Book Read Free

The Tattoo

Page 14

by Chris Mckinney


  I followed her and grabbed her arm. She turned around shivering. It was funny, I didn’t know what to tell her. It seemed like I had nothing good to say. I mean, I really believed she was being stupid about the whole thing. Sure, she had every right to be scared out of her fucking mind, but to hold me accountable? It seemed ridiculous. Besides, at the time, the way she was acting, it was pissing me off. But I didn’t want to tell her that. I stopped myself from saying anything. When she turned around, I just kind of looked at her in silence. When she tried to pull her arm away my grip tightened.

  “I never would have left,” she said.

  “You’re leaving now.”

  She tried to twist her arm away but I wouldn’t let go. “You’re hurting me,” she said.

  “You’re hurting me.”

  “Deep down inside you want me to leave.”

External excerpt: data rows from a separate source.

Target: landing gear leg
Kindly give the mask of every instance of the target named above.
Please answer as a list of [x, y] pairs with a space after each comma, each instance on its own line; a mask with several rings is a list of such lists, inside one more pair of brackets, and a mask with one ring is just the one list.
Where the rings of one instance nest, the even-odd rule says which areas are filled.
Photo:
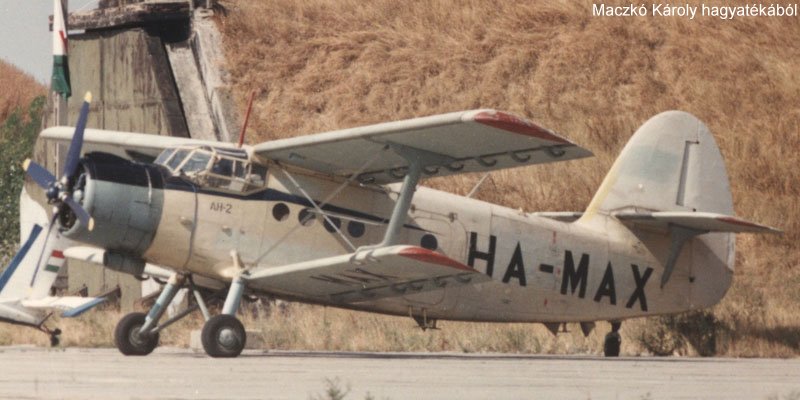
[[173, 274], [147, 315], [130, 313], [122, 317], [114, 329], [114, 343], [122, 354], [146, 356], [155, 350], [158, 346], [159, 331], [166, 326], [166, 324], [158, 326], [158, 320], [175, 298], [185, 278], [182, 274]]
[[622, 322], [611, 321], [611, 332], [606, 335], [603, 342], [603, 354], [606, 357], [619, 357], [619, 348], [622, 345], [622, 337], [619, 335], [619, 328]]
[[247, 335], [244, 325], [236, 318], [236, 310], [244, 293], [244, 279], [236, 277], [231, 282], [222, 314], [211, 317], [201, 332], [203, 349], [211, 357], [236, 357], [244, 350]]
[[56, 347], [61, 343], [59, 335], [61, 335], [61, 329], [56, 328], [50, 331], [50, 347]]
[[61, 329], [55, 328], [51, 330], [50, 328], [44, 326], [44, 323], [52, 316], [53, 313], [47, 314], [47, 316], [44, 317], [44, 319], [42, 319], [39, 325], [35, 327], [40, 331], [46, 333], [47, 336], [50, 337], [50, 347], [56, 347], [58, 346], [59, 343], [61, 343], [61, 339], [58, 337], [59, 335], [61, 335]]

  “Deep down inside I want you to stay.”

  When she laughed, I let go of her arm. My eyes were adjusting better to the night and I saw her smile. “We gotta put this out here right now,” she said. “What are we doing?”

  My thoughts flashed to my mother and father and I wondered if they went through a moment like this. I thought about how it might have been better if I let her go. I wanted to let her go. I wanted never to see her again. But I didn’t. I had made her stay when I grabbed her arm. I made her stay and I didn’t know what to say to her. It was like I was forcing a moment, a situation that I did not want to be in. I felt like she threw a net over me. The more I struggled against it, the more I was entangled. I looked at her car. I looked at the tinted driver’s side window. I tried to force my vision through the night, through the dark glass. I couldn’t see inside. In a moment, I decided to tell her the truth. “Fuck it,” I told myself, “she wants it out. I’ll tell her.”

  I looked at her. She was waiting for me to say something. So finally I said, “I feel like you own me. Like you control me. Like I’m bad for you, but you got me, anyway. It’s fucked up. When I’m with you, I’m happy. When I’m not with you, I feel like I should never see you again. What are we doing? I don’t know. Not thinking, I guess.”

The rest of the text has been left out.